A mucha honra, sí, pero...¿por qué, exactamente?

En una revista gratuita, repartida por la calle, Nova Almariyya, un folletín de muy variados temas (historia, actualidad, cultura, gastronomía) pude leer un tema muy interesante,  polémico  y siempre de actualidad en mi tierra: la pertenencia a Andalucía o a Levante. Así, mediante una tabla, mostraban razones por una u otra región o zona; transcribo literalmente:


Levantina

-Razones históricas, por la repoblación que tuvo la provincia de Almería después de la conquista cristiana y la expulsión de los moriscos. Dicha repoblación se hizo en su mayor parte por personas procedentes de Murcia, Valencia y Aragón. De ahí que persistan algunas costumbres, algunas expresiones (como el sufijo -ico), la toponimia e incluso el carácter de la gente.
-Razones jurídicas, ya que Almería no logró superar la barrera del 50% de participación en el referéndum por la autonomía de Andalucía el 28 de febrero de 1980, lo que supone una vulneración del derecho.
-Razones geográficas, ya que las sierras de la provincia parece que la separaron del resto de Andalucía y dejaron el camino y, por tanto, la salida natural, hacia el Levante.
-También tendríamos que decir que, climatológicamente,  forma parte del Sureste (Almería, Murcia, Alicante)


Andaluza

-Razones históricas, ya que Almería sería parte irrenunciable de la Andalucía que postulaba Blas Infante. Almería forma parte del Reino de Granada, que junto a los demás reinos del sur es lo que hoy forma la Andalucía que conocemos.
-En el referéndum del 28-F de 1980 el porcentaje del sí fue del 92,07 % mientras que el del no, del 4,02%, lo que deja claro la voluntad de pertenencia a Andalucía.
La clave de la poca participación se pudo deber al papel de la UCD con el lema "andaluz, este no es tu referéndum", a la falta de comunicación por carretera y aire con Sevilla y a que en la zona norte de la provincia se veía la desconexión con Murcia (esto es, la televisión que daba la señal en Murcia) en vez del Telesur andaluz.
-La mayoría de los personajes públicos almerienses se sienten andaluces y así lo expresan. 
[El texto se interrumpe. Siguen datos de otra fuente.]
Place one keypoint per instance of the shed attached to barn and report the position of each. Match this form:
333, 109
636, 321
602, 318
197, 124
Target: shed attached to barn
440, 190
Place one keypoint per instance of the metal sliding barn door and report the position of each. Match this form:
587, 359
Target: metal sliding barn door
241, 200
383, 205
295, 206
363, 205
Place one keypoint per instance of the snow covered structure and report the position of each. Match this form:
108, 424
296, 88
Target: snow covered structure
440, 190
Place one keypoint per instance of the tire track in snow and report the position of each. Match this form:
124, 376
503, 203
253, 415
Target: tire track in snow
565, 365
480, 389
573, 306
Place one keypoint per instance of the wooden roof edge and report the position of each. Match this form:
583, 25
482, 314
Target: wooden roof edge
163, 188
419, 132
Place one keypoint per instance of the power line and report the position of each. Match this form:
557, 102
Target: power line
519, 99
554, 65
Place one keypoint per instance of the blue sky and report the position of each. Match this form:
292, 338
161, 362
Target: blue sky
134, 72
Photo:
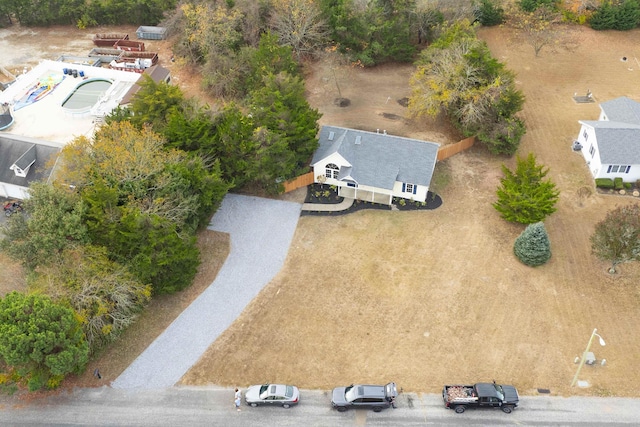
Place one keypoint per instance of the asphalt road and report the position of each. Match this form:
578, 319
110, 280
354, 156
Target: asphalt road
182, 406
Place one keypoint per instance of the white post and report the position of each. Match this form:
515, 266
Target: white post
584, 355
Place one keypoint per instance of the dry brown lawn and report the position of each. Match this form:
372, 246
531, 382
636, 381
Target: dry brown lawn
428, 298
433, 297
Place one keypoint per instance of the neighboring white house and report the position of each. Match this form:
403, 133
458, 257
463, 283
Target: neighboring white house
611, 144
22, 161
374, 166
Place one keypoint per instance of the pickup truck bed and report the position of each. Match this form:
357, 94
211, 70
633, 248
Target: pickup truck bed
480, 395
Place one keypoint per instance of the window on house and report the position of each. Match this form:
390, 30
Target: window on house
331, 171
409, 188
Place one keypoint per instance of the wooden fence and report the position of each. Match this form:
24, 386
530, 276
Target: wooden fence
300, 181
451, 149
443, 153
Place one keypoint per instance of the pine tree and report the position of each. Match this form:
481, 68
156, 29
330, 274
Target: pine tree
532, 246
524, 196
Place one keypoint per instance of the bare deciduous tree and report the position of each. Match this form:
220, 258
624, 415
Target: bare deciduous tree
298, 23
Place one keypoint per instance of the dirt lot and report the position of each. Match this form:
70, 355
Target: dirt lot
433, 297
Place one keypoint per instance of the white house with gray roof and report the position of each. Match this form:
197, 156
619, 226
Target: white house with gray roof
611, 144
374, 166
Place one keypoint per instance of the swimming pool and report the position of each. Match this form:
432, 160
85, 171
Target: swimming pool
86, 95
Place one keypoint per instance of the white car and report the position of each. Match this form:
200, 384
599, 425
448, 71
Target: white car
272, 394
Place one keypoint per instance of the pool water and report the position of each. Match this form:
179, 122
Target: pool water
86, 94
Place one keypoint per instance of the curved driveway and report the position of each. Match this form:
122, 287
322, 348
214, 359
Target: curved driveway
260, 231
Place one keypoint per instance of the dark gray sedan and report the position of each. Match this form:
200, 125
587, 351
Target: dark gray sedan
272, 394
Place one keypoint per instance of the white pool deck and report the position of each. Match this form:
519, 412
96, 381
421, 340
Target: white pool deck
46, 119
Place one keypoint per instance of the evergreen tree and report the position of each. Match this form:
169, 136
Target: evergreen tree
617, 238
532, 246
286, 128
524, 196
627, 15
43, 341
604, 18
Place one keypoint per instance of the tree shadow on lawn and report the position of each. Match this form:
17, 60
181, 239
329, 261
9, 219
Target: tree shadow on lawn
328, 194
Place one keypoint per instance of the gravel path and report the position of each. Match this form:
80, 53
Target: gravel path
261, 231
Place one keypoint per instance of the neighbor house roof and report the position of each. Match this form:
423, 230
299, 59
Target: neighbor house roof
622, 109
378, 159
25, 152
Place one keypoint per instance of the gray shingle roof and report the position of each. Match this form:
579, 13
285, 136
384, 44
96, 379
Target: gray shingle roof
622, 109
377, 159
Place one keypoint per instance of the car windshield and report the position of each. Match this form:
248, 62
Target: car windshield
499, 391
264, 391
350, 394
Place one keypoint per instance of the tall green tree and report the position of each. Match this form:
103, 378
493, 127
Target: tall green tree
105, 296
154, 102
627, 15
604, 18
371, 32
532, 246
489, 12
457, 75
524, 195
40, 339
616, 238
280, 107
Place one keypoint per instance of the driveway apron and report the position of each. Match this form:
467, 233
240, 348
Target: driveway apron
260, 231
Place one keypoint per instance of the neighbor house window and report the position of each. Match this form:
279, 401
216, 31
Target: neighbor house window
408, 188
618, 168
331, 171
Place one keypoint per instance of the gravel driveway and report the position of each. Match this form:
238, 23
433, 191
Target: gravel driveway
261, 231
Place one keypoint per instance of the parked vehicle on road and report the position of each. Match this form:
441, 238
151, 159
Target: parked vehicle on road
272, 394
480, 395
375, 397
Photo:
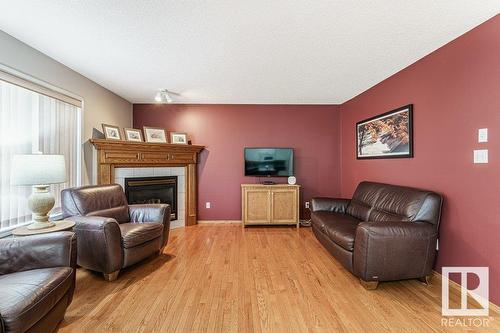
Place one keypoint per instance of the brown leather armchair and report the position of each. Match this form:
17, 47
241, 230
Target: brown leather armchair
384, 233
112, 234
37, 281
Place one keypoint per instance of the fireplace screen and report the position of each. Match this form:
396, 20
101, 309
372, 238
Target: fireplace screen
153, 190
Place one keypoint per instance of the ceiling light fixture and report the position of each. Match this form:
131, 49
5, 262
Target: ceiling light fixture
162, 96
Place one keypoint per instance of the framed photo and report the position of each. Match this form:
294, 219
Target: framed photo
178, 138
155, 134
389, 135
111, 132
132, 134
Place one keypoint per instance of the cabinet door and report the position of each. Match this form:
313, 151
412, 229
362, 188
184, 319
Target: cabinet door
284, 206
257, 206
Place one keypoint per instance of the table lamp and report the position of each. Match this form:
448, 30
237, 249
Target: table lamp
40, 171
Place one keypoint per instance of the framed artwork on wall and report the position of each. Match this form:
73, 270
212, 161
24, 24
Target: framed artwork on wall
111, 132
389, 135
155, 134
178, 138
133, 134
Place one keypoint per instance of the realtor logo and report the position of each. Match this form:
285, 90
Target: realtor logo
479, 294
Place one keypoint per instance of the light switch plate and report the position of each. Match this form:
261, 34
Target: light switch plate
481, 156
482, 135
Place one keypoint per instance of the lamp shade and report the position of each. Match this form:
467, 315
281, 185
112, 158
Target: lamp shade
38, 169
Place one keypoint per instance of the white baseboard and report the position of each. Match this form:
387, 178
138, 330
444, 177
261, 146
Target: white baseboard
219, 221
177, 224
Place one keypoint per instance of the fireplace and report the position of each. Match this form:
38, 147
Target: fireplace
153, 190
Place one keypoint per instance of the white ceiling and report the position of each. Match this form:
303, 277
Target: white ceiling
240, 51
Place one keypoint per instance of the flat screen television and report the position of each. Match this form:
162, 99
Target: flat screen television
268, 162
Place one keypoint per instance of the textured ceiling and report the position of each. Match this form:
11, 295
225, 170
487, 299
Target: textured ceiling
252, 51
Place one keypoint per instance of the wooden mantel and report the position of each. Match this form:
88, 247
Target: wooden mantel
126, 154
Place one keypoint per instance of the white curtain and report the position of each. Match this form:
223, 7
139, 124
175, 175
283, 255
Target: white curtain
31, 122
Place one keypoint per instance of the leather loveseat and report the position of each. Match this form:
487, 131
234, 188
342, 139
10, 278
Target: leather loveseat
384, 233
111, 233
37, 281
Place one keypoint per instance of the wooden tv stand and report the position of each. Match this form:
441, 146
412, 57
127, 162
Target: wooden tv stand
269, 204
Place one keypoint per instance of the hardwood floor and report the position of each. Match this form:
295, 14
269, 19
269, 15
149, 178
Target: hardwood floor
223, 278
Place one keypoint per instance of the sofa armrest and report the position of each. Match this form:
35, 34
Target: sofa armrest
386, 251
329, 205
57, 249
152, 213
99, 243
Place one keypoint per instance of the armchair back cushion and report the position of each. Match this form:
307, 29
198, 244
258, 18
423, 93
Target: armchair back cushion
105, 201
377, 202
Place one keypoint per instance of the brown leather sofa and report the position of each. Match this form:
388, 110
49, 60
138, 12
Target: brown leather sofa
37, 281
112, 234
384, 233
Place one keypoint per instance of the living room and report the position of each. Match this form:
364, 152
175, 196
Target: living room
249, 166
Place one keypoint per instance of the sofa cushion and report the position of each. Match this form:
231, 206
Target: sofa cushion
340, 228
134, 234
100, 200
28, 296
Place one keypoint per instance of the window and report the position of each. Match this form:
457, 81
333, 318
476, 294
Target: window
34, 119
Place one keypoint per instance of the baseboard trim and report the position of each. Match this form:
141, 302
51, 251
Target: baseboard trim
456, 286
219, 221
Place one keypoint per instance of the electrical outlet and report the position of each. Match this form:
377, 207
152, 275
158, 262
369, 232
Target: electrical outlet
481, 156
482, 135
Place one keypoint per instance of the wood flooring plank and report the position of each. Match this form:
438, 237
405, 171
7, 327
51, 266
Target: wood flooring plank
224, 278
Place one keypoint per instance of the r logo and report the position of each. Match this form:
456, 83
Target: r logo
480, 294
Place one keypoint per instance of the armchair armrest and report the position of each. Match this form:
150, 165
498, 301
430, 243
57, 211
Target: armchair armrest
99, 243
56, 249
152, 213
386, 251
329, 204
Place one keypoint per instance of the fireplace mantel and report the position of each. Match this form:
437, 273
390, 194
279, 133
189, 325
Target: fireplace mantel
124, 154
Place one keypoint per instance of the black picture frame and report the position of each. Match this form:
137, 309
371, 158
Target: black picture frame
400, 148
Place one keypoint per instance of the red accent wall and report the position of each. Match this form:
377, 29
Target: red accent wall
312, 130
455, 91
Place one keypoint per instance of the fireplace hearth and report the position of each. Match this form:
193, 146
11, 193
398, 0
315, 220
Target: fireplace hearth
153, 190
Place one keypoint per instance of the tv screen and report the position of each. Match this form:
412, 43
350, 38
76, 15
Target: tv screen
269, 162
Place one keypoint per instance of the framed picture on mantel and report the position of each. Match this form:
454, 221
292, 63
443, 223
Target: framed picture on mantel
389, 135
155, 134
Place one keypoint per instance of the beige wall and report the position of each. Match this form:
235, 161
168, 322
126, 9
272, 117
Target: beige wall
100, 104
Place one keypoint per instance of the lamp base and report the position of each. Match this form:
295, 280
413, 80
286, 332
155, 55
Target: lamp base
40, 202
40, 225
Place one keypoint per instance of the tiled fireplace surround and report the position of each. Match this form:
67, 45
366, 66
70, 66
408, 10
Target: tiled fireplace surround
180, 172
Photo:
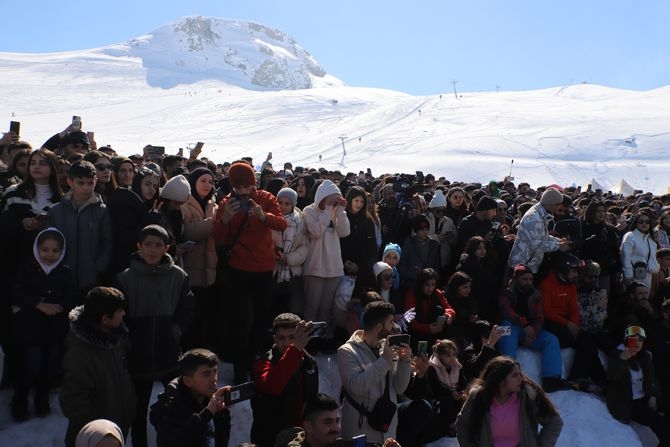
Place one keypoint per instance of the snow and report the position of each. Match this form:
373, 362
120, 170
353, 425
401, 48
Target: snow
587, 421
245, 89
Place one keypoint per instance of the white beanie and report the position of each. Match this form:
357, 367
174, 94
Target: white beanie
379, 267
177, 189
325, 189
438, 201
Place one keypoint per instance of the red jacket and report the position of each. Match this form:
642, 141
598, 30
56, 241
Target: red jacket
423, 327
254, 250
560, 300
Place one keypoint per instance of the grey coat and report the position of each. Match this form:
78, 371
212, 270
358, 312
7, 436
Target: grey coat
363, 377
88, 232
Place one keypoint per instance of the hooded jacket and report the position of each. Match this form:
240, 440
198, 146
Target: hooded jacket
363, 374
180, 420
200, 262
532, 239
160, 306
88, 232
96, 383
253, 251
34, 283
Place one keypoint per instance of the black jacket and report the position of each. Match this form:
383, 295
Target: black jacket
160, 306
180, 420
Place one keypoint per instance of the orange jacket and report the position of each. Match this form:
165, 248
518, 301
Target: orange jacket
560, 300
254, 250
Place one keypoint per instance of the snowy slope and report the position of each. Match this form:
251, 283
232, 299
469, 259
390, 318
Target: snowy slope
245, 89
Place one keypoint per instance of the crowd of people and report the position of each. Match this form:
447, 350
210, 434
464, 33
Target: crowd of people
119, 272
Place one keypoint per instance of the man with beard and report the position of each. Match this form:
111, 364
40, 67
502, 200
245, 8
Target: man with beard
368, 366
521, 309
321, 425
559, 296
244, 223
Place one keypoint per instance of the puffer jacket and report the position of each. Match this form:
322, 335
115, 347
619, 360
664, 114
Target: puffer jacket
200, 262
532, 239
96, 383
160, 306
88, 232
364, 377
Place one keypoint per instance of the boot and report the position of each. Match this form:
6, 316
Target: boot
19, 405
42, 407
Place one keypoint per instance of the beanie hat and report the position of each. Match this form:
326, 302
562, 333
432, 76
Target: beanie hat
551, 196
193, 178
420, 223
438, 201
241, 174
177, 189
380, 267
486, 203
392, 247
290, 194
325, 189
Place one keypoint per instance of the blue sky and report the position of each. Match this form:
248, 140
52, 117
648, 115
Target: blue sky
414, 47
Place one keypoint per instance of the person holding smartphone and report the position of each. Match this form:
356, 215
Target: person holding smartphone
633, 392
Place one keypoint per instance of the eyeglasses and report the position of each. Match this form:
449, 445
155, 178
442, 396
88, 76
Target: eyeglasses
633, 331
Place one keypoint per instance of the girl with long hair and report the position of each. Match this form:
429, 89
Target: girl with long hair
504, 407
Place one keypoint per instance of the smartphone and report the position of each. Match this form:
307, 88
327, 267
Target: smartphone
319, 329
239, 393
505, 330
356, 441
245, 205
15, 126
399, 340
156, 150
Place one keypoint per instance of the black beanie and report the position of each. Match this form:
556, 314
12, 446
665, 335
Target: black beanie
486, 203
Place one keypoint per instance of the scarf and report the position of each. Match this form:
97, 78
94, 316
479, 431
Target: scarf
287, 237
447, 378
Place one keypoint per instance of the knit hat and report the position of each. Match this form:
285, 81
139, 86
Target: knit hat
551, 196
420, 223
438, 201
241, 174
380, 267
93, 432
486, 203
177, 189
392, 247
193, 178
325, 189
290, 194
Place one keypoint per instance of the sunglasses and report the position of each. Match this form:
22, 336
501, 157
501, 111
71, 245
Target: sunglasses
633, 331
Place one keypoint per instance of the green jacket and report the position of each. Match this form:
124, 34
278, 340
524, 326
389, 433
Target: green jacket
529, 418
96, 383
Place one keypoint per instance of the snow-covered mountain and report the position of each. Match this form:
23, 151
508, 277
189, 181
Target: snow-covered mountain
246, 89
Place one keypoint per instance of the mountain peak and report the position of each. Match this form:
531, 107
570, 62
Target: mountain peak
242, 53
Bueno. Dejando a un lado las razones esgrimidas, algunas más peregrinas que otras,  la forma de redactarlas y las faltas de ortografía (corregidas al escribirlas yo aquí), lo cierto es que determinados argumentos son verdaderamente poderosos, estoy de acuerdo con ellos,   y  los datos del referéndum están ahí, son oficiales, para poder consultarlos, me refiero. Ya escribí cuando las elecciones autonómicas que en Almería el sentimiento andaluz no era especialmente fuerte. Por lo visto, éramos así y lo seguimos siendo. Mentiría si me afirmase en mi fuerte sentimiento andaluz. Diría la verdad si considero a Almería más levantina que andaluza, aun reconociendo la innegable pertenencia al Reino de Granada, si bien desechando las sandeces de aquel majadero llamado Blas Infante.  Por otra parte, básica y fundamentalmente me siento almeriense.
Aunque no quería hacer una entrada de eso, otra vez. Ya la hice, y me parece ya he hecho varias en ese sentido. 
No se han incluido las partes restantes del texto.